6The baggage was not removed without incident. Adam Stephen noted with some braggadocio that while he was ordering his men for the march out of the fort, his servant warned him that “a Frenchman has Carried off your Cloaths—Stephens looking Round, observed the Corner of his Port Manteau on a frenchman shoulder, he running into the Crowd—Stephens pursued & over took him seizd the port manteau, kickd the fellows back side & Returnd. Upon seeing this two french officers, observed to Stephens that [he] had struck the Man & behave[d] so, they could not be answerable for the Capitulation. Stephen damnd the Capitulation, & swore they had Broke it already.” The French officers asked the powder-blackened Stephen if he was an officer, whereupon the major opened his portmanteau and put on a “flaming suit of lacd Regimentals.” The French officers then suggested that the British should have demanded hostages as well as giving them—“they were very desirous of going to Virginia, as they understood there were a great many Belles Mademmoiselle there” (PPL: Rush Papers).

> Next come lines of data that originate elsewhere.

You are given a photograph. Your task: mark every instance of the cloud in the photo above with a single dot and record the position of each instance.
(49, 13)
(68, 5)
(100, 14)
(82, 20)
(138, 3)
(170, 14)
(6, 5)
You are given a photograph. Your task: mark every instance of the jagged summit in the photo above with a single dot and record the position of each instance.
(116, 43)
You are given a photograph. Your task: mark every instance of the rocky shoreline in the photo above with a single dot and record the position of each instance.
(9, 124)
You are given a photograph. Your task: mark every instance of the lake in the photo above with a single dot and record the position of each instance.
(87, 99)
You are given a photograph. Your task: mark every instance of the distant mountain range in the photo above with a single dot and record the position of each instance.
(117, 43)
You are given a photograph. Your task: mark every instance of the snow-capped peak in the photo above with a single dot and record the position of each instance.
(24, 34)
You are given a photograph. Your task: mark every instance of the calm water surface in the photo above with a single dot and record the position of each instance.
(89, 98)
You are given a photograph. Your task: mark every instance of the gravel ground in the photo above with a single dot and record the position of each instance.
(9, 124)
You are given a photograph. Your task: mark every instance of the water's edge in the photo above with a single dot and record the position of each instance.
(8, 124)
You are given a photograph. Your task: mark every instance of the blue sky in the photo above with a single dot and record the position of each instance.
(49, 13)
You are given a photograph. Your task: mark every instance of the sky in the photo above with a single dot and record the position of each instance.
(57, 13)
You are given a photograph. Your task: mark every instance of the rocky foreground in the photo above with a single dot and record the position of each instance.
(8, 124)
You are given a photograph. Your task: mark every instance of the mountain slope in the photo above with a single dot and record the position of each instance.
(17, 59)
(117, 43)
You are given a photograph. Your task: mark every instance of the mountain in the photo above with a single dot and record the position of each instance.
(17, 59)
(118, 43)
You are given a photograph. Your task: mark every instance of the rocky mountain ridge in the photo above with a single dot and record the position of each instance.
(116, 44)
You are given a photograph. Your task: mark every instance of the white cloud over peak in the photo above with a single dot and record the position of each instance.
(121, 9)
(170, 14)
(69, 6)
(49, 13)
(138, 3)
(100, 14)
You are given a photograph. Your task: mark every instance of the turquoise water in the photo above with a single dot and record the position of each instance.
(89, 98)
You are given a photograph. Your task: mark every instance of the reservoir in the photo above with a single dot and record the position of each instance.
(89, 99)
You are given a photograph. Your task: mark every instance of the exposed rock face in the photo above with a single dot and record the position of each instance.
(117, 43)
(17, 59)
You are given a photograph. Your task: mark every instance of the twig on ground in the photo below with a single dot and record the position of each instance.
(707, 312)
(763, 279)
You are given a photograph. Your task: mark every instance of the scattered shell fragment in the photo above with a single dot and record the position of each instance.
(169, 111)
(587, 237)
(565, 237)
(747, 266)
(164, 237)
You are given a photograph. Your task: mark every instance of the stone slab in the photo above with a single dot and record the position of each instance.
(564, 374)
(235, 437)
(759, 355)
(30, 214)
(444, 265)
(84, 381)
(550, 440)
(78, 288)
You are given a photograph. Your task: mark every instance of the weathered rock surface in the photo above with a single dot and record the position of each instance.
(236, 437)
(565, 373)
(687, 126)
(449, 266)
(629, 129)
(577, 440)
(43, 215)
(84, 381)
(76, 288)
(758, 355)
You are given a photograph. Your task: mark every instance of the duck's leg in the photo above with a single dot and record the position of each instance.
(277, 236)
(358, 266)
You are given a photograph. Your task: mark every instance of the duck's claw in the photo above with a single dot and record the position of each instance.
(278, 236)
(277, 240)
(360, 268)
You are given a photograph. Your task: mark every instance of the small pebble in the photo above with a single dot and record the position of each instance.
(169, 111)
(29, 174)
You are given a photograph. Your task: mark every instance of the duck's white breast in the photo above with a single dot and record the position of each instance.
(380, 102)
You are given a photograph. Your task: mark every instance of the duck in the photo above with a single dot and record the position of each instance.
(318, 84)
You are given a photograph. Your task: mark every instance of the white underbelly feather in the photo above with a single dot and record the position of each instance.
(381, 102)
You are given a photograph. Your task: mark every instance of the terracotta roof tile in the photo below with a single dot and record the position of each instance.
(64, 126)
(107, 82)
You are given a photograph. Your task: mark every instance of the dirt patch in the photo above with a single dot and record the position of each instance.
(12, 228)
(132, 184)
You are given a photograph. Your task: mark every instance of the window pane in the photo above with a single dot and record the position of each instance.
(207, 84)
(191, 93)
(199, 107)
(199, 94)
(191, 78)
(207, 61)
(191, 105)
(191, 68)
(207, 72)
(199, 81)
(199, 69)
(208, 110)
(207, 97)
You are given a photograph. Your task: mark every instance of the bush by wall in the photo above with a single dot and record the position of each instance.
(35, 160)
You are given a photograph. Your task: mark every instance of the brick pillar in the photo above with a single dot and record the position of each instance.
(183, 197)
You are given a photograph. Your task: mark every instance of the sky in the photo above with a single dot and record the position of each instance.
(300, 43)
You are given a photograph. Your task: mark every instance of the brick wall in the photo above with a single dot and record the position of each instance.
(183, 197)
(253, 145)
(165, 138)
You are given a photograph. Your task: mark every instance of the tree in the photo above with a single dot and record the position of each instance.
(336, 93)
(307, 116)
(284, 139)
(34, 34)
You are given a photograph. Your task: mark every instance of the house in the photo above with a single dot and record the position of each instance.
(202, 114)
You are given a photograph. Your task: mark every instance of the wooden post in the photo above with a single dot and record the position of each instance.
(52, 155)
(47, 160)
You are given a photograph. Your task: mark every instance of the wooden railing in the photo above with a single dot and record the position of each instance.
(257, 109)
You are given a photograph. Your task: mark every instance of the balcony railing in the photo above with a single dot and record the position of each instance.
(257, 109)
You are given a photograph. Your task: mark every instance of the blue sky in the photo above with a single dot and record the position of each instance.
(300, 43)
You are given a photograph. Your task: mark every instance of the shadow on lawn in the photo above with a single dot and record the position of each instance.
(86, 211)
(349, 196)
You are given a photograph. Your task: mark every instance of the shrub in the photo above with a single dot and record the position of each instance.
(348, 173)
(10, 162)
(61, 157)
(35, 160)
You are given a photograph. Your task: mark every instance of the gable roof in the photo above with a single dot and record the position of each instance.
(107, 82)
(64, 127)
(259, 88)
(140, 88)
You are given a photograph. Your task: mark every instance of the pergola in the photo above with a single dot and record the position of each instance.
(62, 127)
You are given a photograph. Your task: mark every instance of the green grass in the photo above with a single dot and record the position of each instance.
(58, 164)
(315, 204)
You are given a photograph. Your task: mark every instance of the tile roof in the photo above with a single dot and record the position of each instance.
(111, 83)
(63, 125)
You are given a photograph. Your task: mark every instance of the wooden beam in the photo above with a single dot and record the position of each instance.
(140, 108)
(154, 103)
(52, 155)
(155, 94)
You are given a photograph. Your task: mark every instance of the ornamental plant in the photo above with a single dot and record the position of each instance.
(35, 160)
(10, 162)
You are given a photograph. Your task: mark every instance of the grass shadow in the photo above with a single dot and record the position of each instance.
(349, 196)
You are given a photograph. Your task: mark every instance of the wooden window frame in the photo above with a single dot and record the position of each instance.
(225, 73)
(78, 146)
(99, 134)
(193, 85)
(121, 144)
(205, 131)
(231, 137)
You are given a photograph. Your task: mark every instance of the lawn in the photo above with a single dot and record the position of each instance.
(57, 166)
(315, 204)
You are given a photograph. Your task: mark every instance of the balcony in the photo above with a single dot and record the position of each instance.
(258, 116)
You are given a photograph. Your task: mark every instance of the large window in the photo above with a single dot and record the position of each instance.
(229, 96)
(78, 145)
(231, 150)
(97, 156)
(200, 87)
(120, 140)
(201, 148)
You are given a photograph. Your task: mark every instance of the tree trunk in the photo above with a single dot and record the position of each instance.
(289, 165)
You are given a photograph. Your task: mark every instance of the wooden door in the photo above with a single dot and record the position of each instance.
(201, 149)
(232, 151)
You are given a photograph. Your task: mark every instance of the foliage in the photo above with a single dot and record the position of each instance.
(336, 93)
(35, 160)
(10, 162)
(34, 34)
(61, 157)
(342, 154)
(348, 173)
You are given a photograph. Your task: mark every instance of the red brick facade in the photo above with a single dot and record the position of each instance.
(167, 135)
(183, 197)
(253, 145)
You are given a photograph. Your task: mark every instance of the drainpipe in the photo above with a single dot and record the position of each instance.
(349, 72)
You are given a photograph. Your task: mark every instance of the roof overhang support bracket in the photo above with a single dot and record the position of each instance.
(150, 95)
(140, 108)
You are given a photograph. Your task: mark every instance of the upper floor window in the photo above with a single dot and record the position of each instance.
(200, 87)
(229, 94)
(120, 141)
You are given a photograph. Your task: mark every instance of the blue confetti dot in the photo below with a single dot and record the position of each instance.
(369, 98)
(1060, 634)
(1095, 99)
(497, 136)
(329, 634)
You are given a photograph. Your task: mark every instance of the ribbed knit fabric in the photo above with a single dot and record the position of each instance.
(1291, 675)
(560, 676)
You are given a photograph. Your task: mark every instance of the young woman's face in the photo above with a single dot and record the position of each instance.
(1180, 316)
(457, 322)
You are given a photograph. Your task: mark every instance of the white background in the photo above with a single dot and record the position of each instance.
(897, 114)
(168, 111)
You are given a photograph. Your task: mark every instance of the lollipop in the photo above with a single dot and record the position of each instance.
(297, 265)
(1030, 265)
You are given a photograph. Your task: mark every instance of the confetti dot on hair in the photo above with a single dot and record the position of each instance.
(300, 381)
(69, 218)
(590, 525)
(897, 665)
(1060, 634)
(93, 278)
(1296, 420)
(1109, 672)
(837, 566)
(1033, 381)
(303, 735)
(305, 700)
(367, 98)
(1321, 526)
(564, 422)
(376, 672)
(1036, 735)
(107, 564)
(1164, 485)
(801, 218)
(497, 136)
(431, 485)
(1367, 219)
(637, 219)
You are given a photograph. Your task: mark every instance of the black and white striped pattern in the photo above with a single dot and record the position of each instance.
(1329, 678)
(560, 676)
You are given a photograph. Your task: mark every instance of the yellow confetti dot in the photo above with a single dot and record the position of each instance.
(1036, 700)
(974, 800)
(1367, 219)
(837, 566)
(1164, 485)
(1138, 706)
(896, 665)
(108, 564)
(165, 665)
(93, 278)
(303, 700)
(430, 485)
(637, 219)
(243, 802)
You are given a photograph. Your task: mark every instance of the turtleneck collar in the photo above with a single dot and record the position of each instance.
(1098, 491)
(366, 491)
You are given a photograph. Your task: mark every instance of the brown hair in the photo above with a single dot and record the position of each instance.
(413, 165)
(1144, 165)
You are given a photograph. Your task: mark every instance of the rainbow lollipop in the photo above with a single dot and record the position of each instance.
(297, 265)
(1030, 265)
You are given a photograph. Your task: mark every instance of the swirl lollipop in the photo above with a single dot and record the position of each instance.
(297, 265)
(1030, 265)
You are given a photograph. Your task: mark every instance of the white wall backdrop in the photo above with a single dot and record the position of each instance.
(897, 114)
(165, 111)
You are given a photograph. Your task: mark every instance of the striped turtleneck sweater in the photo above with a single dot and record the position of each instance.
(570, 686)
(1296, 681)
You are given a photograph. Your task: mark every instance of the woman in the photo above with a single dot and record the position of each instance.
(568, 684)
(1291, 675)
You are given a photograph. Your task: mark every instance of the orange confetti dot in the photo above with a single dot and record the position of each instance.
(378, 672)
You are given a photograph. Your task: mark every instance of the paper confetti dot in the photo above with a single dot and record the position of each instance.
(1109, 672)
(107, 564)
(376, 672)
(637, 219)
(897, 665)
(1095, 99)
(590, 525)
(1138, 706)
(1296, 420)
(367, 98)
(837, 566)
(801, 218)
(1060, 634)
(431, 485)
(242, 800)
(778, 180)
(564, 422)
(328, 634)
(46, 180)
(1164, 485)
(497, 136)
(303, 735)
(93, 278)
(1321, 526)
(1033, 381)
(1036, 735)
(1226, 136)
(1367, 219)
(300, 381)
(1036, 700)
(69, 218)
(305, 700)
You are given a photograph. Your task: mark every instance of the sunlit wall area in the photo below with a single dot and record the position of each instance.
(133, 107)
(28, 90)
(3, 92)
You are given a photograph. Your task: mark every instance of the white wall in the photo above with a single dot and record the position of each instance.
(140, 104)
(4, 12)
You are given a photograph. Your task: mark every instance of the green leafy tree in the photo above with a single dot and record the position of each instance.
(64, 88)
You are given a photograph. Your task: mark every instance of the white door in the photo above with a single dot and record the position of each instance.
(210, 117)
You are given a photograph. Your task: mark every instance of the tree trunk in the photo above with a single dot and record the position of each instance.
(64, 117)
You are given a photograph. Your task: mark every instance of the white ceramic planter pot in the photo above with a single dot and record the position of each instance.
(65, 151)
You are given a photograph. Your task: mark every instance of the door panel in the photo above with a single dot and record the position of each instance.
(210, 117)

7Peter Mercier of South Carolina was commissioned a lieutenant in an independent company in 1747.

8GW’s inflated estimates of the French casualties were echoed by other British sources. Villiers stated in his journal, however, that his losses amounted to 2 men killed, 17 seriously wounded, and a “number so slightly wounded, as to have no Occasion for the Surgeon” (“The Journal of M. de Villiers,” Memorial Containing a Summary View of Facts description begins [Jacob Nicolas Moreau]. A Memorial Containing a Summary View of Facts, with Their Authorities. In Answer to the Observations Sent by the English Ministry to the Courts of Europe. Translated from the French. New York, 1757. description ends , 101).

9Villiers’s journal does not mention such a loss.